Moreover, research on prognosis in UC associated with Mendelian traits suggests that while some genetic variants are linked to disease severity, such as the SNPs identified in medically refractory UC (MRUC) studies[19], a comprehensive understanding of their prognostic value in routine clinical practice is still developing. Studies indicate significant differences in SNPs associated with MRUC compared to non- MRUC[19], but translating these findings into practical screening protocols requires further validation.
A more detailed analysis of how these genetic findings can be translated into personalized treatment plans, potentially incorporating interventions targeting the microbiome or neuroimmune pathways, is necessary[20]. This could lead to more effective, tailored approaches to managing anxiety in UC patients, improving both their physical and mental health outcomes.
In conclusion, the study by He et al[1] represents a significant advancement in understanding the genetic connections between UC and anxiety. It provides valuable insights into the genetic underpinnings of these conditions, particularly through bidirectional MR and GWAS methodologies. However, several key aspects warrant further attention.

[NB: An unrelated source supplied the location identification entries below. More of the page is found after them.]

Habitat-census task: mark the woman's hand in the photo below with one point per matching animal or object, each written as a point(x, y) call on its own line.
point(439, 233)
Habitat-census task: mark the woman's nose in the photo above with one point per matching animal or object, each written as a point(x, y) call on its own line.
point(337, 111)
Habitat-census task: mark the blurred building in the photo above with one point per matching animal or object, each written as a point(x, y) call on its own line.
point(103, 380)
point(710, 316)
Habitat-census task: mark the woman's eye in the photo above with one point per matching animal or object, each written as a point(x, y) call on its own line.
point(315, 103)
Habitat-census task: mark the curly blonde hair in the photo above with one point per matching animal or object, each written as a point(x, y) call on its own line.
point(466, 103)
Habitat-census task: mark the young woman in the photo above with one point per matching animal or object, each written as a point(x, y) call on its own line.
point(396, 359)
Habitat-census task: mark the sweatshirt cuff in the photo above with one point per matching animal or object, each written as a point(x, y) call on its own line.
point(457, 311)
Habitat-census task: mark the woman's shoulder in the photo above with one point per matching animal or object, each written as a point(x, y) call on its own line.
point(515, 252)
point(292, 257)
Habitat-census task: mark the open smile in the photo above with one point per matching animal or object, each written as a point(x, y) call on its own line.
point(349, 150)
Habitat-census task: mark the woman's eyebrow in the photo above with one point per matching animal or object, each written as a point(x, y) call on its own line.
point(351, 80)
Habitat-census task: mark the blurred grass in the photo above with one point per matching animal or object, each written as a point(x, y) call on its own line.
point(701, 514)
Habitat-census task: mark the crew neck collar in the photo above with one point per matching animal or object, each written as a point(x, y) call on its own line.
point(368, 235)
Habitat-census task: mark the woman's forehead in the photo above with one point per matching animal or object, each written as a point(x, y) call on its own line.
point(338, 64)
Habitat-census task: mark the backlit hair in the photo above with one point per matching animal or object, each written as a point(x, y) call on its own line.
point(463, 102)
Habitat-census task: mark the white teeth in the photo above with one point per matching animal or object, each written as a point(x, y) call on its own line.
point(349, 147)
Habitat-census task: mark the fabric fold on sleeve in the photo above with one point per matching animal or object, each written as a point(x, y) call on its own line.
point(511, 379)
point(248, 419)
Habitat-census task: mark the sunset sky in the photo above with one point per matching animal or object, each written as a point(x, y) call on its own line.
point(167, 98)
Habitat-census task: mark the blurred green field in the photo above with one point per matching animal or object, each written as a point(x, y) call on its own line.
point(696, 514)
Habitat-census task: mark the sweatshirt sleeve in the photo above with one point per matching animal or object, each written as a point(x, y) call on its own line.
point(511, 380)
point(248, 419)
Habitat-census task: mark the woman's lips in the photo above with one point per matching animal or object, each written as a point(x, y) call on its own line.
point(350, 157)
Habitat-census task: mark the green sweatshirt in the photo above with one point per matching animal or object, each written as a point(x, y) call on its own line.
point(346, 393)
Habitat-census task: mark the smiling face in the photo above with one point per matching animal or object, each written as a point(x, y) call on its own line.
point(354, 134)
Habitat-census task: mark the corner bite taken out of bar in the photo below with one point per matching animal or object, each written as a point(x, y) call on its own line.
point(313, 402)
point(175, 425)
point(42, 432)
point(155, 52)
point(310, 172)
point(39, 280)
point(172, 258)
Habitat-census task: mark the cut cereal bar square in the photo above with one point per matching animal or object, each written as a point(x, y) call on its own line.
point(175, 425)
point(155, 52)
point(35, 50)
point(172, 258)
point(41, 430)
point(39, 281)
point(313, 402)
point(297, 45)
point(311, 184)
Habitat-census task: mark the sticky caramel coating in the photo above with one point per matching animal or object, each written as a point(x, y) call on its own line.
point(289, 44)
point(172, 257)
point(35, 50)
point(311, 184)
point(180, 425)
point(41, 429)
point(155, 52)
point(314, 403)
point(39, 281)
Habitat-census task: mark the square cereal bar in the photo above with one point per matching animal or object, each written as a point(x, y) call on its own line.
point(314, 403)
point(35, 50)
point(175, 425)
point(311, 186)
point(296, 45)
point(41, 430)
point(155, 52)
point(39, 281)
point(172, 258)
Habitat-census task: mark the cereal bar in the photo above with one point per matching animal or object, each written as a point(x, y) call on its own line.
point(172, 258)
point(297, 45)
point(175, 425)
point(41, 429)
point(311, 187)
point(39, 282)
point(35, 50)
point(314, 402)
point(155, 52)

The findings underscore the necessity for a nuanced approach to integrating Mendelian trait data into UC management strategies. Routine screening for Mendelian traits, while potentially informative, may be costly and may not always provide actionable clinical benefits at this stage. The potential insights from Mendelian traits, such as those involving the MEFV gene and its association with CD severity[18], illustrate the need for cautious evaluation before widespread implementation in UC management. Additionally, research on prognosis in UC associated with Mendelian traits, such as those identified in MRUC studies[19], highlights significant differences between medically refractory and non-medically refractory cases. This indicates that while some genetic variants are linked to disease severity, their practical application in routine clinical screening and management requires further validation and development.
Future research should focus on validating the clinical relevance of Mendelian traits in UC and exploring their potential for personalized treatment approaches. This includes assessing the cost-effectiveness of routine screening and the prognostic value of identified genetic variants. A comprehensive understanding of how genetic findings can be translated into actionable clinical interventions, particularly those targeting the microbiome or neuroimmune pathways, is essential for improving both physical and mental health outcomes in UC patients. Integrating a broader range of populations and refining genetic analyses will be crucial for advancing our understanding and application of these findings in clinical practice.
I would like to thank the reviewers for their valuable feedback and suggestions, which greatly enhanced the quality of this manuscript.